Bartosz Kurek w kwietniu przeszedł operację kręgosłupa i przez kilka miesięcy nie mógł grać. Opuścił przez to fazę play-off PlusLigi i w dużą część sezonu kadrowego. W październiku wrócił do reprezentacji, wystąpił w kilku meczach Pucharu Świata, ale w trakcie turnieju opuścił zespół i udał się do nowego klubu - Vero Volley Monzy.
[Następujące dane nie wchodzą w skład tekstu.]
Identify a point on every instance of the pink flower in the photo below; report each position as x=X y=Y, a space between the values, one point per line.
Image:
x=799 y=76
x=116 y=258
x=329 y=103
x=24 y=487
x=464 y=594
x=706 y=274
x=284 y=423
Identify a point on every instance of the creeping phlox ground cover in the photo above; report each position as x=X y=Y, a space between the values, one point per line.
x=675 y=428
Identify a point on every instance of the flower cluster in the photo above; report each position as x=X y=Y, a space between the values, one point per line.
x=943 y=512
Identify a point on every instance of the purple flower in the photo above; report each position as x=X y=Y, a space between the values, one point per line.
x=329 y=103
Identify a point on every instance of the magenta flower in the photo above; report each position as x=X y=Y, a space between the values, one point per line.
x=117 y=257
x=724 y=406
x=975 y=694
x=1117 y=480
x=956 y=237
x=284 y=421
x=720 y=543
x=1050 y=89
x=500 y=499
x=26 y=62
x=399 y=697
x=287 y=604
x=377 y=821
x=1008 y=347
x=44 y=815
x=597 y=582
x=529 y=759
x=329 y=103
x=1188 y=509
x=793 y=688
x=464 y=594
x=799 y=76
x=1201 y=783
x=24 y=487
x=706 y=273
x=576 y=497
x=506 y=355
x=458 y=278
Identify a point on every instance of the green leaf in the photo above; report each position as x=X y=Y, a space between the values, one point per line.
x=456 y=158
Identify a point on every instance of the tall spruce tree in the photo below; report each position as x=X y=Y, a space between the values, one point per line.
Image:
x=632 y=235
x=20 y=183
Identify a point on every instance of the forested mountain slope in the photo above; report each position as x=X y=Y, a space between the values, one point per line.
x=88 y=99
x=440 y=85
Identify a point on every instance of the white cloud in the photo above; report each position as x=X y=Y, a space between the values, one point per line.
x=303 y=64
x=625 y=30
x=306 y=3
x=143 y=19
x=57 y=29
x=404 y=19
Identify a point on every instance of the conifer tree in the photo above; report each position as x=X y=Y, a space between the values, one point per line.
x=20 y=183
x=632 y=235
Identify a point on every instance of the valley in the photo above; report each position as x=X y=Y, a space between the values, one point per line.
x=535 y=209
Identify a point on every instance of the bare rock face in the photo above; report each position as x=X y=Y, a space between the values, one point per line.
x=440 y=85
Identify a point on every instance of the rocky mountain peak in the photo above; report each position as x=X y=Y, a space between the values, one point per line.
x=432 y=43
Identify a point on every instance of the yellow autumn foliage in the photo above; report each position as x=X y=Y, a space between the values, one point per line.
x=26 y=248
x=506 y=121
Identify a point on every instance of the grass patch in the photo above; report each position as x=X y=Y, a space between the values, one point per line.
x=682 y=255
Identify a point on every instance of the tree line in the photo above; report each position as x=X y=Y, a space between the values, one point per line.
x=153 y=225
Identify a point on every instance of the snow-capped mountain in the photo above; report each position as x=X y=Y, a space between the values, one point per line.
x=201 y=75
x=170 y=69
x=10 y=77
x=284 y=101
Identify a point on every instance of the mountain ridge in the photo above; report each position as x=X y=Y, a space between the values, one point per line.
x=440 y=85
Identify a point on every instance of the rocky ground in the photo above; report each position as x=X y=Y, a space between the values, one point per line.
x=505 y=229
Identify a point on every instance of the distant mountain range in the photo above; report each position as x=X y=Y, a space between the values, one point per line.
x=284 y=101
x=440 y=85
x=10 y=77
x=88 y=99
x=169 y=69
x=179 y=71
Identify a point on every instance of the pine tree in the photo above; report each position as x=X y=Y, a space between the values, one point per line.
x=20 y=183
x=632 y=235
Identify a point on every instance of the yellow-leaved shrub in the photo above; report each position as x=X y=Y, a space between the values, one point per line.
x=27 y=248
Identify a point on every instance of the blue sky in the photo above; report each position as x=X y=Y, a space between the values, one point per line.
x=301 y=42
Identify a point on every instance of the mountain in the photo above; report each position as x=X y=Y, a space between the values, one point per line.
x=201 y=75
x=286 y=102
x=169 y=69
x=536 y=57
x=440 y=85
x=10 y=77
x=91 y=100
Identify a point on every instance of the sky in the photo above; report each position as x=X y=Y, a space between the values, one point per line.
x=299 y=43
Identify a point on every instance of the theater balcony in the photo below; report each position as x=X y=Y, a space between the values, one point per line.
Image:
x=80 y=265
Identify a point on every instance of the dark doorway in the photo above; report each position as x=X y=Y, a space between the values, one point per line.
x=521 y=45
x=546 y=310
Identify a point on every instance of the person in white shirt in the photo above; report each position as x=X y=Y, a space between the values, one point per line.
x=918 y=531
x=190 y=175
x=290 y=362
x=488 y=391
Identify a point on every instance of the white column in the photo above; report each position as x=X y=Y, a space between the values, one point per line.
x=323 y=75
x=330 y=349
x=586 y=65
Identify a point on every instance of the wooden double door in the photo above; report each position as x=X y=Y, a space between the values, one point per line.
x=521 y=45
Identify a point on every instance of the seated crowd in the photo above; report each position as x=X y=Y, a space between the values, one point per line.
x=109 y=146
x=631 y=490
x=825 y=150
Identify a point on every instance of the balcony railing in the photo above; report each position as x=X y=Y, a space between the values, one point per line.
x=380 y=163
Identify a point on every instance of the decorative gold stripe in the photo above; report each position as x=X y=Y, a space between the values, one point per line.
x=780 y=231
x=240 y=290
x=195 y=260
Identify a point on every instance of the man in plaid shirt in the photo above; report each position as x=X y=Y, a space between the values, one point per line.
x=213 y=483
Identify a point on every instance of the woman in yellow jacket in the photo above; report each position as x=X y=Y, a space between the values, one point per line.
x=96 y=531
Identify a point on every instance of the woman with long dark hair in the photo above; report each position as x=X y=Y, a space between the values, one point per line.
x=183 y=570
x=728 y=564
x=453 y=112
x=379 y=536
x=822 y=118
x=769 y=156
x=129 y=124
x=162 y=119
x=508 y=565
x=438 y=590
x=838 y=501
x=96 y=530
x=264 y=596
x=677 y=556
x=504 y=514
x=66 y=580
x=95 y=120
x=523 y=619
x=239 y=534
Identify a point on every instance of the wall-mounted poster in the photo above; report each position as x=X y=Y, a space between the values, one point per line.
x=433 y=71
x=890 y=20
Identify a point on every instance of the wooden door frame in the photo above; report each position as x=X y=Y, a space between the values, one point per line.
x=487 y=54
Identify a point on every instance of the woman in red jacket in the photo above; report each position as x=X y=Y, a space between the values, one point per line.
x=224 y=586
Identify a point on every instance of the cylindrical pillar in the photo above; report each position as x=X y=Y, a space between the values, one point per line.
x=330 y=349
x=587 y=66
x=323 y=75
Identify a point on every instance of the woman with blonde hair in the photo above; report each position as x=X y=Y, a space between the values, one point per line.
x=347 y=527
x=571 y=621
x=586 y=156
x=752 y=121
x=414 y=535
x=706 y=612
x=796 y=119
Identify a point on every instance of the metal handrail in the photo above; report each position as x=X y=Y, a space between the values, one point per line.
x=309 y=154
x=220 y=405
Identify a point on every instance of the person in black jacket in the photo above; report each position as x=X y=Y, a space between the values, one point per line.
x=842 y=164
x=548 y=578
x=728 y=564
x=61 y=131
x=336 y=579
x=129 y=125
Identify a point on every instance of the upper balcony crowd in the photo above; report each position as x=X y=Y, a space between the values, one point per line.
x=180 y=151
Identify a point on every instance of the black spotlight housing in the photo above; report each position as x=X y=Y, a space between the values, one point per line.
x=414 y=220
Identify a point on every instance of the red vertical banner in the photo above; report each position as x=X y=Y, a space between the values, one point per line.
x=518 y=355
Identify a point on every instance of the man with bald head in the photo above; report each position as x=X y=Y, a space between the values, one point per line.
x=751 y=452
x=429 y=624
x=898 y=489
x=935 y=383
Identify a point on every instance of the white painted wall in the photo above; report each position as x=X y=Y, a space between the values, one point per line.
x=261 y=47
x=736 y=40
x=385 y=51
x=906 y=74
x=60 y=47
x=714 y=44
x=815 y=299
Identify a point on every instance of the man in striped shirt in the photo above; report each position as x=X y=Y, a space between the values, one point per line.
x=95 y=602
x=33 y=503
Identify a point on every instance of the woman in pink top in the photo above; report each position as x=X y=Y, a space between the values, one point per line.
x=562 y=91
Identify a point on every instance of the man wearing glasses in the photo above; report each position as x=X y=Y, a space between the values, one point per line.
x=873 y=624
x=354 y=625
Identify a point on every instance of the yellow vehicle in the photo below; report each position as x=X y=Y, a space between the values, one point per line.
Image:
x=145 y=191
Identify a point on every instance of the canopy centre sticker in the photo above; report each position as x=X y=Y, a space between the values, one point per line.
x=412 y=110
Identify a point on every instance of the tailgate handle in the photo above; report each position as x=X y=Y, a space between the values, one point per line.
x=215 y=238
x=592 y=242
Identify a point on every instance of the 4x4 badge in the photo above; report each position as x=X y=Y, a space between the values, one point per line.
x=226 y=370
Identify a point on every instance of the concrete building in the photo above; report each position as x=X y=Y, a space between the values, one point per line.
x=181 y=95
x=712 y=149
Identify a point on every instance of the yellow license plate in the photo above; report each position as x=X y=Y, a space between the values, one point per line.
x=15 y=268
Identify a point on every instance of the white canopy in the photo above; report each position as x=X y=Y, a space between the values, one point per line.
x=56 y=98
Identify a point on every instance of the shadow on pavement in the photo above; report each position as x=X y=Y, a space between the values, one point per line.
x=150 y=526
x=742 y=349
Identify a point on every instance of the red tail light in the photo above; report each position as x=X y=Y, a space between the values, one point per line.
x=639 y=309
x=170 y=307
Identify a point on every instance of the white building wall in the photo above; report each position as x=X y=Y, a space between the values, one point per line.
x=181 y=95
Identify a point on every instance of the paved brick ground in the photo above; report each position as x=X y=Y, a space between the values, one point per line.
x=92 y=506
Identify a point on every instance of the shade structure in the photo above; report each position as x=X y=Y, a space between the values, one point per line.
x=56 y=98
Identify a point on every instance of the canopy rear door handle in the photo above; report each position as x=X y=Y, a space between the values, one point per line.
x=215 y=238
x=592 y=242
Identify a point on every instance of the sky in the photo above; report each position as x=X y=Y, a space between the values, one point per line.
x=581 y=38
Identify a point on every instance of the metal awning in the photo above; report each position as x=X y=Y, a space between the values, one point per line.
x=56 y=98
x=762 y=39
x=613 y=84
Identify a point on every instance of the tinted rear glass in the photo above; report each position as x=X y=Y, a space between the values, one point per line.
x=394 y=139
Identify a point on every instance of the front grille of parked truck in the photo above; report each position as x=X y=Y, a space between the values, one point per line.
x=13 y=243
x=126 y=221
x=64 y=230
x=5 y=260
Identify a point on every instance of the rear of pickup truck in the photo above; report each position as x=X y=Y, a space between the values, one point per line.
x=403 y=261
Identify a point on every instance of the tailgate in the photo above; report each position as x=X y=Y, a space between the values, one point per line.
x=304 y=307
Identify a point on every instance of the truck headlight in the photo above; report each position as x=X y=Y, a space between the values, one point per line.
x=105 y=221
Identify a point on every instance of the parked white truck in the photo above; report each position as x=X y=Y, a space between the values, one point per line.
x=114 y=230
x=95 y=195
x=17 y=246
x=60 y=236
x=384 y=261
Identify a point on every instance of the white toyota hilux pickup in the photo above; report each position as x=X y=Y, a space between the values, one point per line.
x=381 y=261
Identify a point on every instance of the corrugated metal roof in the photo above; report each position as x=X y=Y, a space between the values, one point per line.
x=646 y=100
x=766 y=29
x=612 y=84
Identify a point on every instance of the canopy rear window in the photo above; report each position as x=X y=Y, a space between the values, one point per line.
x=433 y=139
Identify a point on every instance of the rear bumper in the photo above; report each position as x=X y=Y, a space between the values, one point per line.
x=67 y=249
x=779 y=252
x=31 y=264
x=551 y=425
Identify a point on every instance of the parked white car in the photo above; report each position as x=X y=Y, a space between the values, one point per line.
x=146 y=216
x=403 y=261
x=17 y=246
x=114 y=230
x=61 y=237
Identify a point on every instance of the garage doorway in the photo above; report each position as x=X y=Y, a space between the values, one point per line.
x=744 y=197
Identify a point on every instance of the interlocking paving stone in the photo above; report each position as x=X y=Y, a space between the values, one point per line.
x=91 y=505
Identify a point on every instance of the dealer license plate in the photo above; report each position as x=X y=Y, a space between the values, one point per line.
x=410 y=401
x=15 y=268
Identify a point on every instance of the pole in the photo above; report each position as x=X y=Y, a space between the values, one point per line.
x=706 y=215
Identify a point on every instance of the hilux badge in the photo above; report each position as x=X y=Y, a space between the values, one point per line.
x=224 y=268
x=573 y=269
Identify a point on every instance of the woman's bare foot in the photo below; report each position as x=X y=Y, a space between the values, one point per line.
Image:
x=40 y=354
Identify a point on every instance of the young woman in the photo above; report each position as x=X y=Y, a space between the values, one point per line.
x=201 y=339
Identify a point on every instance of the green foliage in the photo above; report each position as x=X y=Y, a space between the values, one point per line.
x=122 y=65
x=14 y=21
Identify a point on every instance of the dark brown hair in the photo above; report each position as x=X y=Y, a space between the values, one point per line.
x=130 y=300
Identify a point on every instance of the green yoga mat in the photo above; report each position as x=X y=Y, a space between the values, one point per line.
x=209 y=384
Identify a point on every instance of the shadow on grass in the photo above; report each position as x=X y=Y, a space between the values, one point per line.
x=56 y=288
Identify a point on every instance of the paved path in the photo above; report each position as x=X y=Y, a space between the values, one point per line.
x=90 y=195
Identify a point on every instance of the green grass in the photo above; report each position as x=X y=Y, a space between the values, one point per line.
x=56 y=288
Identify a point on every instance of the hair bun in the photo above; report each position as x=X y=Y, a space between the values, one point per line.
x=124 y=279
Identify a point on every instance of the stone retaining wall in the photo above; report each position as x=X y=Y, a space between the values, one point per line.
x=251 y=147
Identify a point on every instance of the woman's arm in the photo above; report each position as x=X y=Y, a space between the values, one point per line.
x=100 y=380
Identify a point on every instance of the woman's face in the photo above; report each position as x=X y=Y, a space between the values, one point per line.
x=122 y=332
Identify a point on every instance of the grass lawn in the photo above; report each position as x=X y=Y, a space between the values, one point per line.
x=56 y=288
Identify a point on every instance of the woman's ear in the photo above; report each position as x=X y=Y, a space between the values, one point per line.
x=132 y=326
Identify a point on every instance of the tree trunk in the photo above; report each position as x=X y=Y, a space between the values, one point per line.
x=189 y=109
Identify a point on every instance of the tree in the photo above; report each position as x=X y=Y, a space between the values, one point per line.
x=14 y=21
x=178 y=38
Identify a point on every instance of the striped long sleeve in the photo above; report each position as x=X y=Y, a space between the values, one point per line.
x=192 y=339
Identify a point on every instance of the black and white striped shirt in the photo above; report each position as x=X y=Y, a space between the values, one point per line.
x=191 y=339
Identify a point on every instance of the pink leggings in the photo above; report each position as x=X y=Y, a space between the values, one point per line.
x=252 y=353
Sezon Serie A zaczął fatalnie – od porażki 0:3 w obu meczach.
Zdaniem Wojciecha Drzyzgi, byłego siatkarza, a obecnie eksperta telewizyjnego, Polak popełnił błąd podpisując kontrakt z Monzą. Dwa lata temu miał tam trafić jego syn – Fabian. - Robiliśmy wówczas sondę i się nie zapowiadało, że tam będzie lepiej, tam będzie coraz słabiej – zdradził na antenie „Polsatu Sport”. - Bartosz Kurek jest 31-letnim, utytułowanym graczem i on nie musi niczego udowadniać. On się w pewnym momencie zacznie tam męczyć. Rozumiem jednak, że ten sezon może być dla niego ciut lżejszy – dodał.
Następny mecz Vero Volley Monza rozegra w środę, 6 listopada o godz. 20.30. Ich rywalem będzie Sir Safety Conad Perugia, którego trenerem jest Vital Heynen, a zawodnikiem Wilfredo Leon.